I now have a ZZP machine LIM from my IC days and the coolant passages are block anyway. No chance of a coolant leak.
What I want to know is how a spacer makes the blower hotter?
Want to bring this ttt because I was just about to order a TB spacer. So are they good or bad? I don't see how they could be bad or how they could caused the blower to heat up.
I got mine from PFYC. And I have NOT had one problem with mine! To answer your question about the blower heating up. It is not necessarily the heat of the blower, but the spacer helps to limit the heat temps on the TB. The barrier offers a little protection against the heat of the SC. However if you dont have one of those crossover shields that sits between the bottom of the TB and the top of the cross over pipe, its kind of a mute point.
I have both the crossover shield and the TB spacer myself. I cant give you accurate by the numbers reduction in heat, but I am SURE its less than without any of that. Will it gain those big HP gains? Probably not. But it will help in the littlest of ways. And every little bit helps
I've ran the TB spacer in the past and have had no problem with it. In fact in a couple of weeks when I do my intercooler install, I'm putting another TB spacer back on.
The crossover has a heatsheld in the stock condition. There is a TB heatshield available and they work pretty well too. I'm using one right now, however it doesn't work near as well as the TB Spacer.
http://www.zzperformance.com/downloa...acer_Study.pdf
im on the fence about it right now, but this seems to suggest its not so bad???
anything other than hear-say
Thats what I did but it was a 65 shot.
I still have it too, its on my old engine just sitting there with the nitrous jet still screwed into it.
I still have a throttle body spacer, but its made of billet aluminum, and is more of an adapter plate to bolt my LS1 TB onto my GenV rather than a spacer to cool things off.
Header wrap...worst thing ever invented for headers, end thread.
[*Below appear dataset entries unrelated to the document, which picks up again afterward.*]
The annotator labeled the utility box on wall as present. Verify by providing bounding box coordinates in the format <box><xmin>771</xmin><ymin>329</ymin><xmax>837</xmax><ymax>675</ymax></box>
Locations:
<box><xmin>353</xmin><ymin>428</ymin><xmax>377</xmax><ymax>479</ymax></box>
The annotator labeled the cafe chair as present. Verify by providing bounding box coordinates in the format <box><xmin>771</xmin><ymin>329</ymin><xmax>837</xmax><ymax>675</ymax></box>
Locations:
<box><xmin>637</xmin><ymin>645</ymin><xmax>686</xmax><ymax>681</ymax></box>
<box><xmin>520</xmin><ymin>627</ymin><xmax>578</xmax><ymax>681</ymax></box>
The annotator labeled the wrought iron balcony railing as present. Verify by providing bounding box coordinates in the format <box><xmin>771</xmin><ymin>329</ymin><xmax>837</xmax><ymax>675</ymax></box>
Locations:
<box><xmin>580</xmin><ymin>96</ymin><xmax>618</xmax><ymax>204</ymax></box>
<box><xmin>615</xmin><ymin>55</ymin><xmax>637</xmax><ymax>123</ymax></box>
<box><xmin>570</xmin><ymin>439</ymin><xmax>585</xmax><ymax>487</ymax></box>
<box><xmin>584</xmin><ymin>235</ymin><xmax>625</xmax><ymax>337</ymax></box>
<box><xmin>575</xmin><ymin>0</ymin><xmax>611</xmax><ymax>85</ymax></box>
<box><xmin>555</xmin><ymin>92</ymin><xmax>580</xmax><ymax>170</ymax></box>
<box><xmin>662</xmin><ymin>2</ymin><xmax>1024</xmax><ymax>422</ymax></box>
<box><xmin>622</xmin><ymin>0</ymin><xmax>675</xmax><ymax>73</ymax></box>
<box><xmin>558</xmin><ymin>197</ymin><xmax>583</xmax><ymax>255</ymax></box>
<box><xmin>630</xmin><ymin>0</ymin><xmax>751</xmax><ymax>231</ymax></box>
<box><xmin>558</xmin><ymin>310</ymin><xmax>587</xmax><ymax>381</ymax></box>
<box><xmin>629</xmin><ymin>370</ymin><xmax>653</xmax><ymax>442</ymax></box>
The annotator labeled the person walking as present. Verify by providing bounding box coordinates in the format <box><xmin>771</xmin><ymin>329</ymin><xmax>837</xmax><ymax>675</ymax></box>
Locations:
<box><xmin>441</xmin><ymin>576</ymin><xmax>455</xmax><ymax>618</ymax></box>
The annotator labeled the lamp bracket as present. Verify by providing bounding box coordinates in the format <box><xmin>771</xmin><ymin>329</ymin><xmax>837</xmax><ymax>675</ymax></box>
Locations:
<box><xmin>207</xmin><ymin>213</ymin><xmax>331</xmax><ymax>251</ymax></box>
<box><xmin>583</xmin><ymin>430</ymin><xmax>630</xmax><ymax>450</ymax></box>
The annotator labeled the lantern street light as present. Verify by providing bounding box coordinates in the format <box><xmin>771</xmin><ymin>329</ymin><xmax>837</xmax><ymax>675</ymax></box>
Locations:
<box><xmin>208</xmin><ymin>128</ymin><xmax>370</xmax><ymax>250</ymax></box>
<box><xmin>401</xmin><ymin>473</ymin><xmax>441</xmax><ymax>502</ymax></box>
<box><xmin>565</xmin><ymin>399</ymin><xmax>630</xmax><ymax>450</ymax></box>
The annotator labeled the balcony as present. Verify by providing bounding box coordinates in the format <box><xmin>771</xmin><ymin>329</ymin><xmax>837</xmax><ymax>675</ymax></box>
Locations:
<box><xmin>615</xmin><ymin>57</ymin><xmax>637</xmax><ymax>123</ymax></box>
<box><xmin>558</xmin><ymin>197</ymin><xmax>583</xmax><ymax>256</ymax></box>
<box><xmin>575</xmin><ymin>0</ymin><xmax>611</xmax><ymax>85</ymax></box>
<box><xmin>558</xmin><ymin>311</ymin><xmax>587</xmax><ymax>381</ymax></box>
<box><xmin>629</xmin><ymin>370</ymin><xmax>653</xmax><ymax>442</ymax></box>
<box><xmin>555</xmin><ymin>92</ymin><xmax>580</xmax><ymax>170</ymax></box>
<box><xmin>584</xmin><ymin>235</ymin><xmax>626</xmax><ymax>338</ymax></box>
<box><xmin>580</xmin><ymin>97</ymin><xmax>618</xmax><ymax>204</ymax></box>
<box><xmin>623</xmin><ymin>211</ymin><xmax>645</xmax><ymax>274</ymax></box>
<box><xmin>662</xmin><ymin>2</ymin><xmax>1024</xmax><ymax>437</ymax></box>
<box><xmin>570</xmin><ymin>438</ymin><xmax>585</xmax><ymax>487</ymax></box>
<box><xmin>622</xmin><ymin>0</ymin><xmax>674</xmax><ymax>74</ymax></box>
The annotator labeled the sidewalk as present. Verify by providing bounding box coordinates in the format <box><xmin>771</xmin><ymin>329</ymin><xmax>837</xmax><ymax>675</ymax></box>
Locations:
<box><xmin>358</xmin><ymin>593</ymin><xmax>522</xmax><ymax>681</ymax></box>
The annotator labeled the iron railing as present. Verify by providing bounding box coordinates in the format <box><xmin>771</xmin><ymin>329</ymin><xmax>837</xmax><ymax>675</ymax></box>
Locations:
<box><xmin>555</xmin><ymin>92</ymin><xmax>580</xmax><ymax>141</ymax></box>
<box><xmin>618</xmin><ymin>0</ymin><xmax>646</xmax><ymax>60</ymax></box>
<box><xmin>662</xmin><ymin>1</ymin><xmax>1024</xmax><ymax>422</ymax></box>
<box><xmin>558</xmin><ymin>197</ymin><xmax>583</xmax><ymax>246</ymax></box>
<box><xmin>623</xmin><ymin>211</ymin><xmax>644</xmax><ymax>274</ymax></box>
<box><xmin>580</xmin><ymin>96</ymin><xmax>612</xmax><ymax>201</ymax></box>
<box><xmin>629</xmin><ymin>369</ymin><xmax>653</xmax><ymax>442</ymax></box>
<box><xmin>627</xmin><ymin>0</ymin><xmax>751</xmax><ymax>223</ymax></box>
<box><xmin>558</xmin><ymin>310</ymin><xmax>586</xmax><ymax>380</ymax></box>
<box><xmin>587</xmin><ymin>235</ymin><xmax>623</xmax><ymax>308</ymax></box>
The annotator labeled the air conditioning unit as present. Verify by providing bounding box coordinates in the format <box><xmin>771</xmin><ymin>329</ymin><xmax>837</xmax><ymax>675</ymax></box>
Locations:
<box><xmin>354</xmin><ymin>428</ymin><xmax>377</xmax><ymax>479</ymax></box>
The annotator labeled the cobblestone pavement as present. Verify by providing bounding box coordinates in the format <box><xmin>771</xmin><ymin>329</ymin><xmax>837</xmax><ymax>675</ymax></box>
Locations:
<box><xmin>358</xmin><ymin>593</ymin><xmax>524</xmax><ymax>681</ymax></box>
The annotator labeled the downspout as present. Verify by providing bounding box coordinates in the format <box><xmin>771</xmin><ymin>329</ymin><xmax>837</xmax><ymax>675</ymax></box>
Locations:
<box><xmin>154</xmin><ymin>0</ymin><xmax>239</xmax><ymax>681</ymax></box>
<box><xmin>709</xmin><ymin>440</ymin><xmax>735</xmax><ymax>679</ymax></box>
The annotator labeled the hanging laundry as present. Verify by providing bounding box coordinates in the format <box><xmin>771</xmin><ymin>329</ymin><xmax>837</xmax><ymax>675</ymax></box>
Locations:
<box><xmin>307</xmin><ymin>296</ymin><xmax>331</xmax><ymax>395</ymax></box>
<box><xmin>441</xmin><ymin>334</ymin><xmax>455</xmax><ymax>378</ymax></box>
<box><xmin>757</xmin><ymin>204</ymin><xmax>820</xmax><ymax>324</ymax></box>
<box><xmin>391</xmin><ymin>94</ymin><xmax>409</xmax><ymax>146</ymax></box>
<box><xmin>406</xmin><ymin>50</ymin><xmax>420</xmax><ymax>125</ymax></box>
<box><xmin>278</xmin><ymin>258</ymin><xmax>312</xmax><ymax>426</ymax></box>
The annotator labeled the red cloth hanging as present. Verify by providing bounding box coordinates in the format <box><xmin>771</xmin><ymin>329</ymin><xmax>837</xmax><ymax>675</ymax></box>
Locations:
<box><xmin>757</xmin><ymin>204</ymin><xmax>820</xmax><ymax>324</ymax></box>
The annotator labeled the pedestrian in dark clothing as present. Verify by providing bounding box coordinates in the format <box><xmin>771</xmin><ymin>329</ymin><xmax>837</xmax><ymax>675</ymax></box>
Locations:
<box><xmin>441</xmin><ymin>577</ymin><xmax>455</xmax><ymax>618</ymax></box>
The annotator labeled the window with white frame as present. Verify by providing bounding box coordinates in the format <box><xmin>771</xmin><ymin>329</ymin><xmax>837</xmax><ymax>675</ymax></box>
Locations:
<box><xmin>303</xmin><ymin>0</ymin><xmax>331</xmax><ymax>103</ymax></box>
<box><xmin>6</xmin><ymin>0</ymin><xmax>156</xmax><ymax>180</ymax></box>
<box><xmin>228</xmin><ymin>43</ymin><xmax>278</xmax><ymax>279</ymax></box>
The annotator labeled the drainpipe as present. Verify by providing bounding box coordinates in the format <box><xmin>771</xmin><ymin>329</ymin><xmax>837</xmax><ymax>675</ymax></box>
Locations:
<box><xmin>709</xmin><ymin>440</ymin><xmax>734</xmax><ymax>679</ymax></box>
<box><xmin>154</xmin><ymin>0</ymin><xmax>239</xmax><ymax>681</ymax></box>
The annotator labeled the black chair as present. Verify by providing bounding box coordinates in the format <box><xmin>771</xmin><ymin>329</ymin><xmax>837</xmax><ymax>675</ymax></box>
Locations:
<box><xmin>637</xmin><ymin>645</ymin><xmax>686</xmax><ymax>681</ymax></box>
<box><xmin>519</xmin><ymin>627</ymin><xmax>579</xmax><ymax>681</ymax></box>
I would never put it on my car, or anyone else's, even if its only on the cross over and nothing else.
Heat shields...talk about as big of a gimmick as the next thing.
~F~
Header wrap does its job, but at a big price.
Wrapping stock manifolds, or after market headers holds in too much heat and causes them to split and crack almost every time. Ya, it keeps down under hood temps. But is it worth it to scrap a pair of headers from one of our cars? For what they cost....not worth it to me anyway.
If anything, have them coated, and call it a day.
Just my $0.02 on that.
~F~
Not a gimmick depending on their application. There's a reason all the stock parts have aluminum heat shields... To protect a lot of the nearby components from the cooking radiant heat of the exhaust. If they didn't do much it would be cheaper for the manufacturer to just delete them from the design.
Similar setups are used in jet engine housings to protect sensitive equipment from radiant heat and it works well. Standing near a jet engine, with a fairly thin square of aluminum hold it in front of your face and the heat is gone.
Aluminum reflects nearly all of the infrared energy that strikes it, so it offers plenty of protection from radiant heat. Though, it does nothing in the way of stopping convection.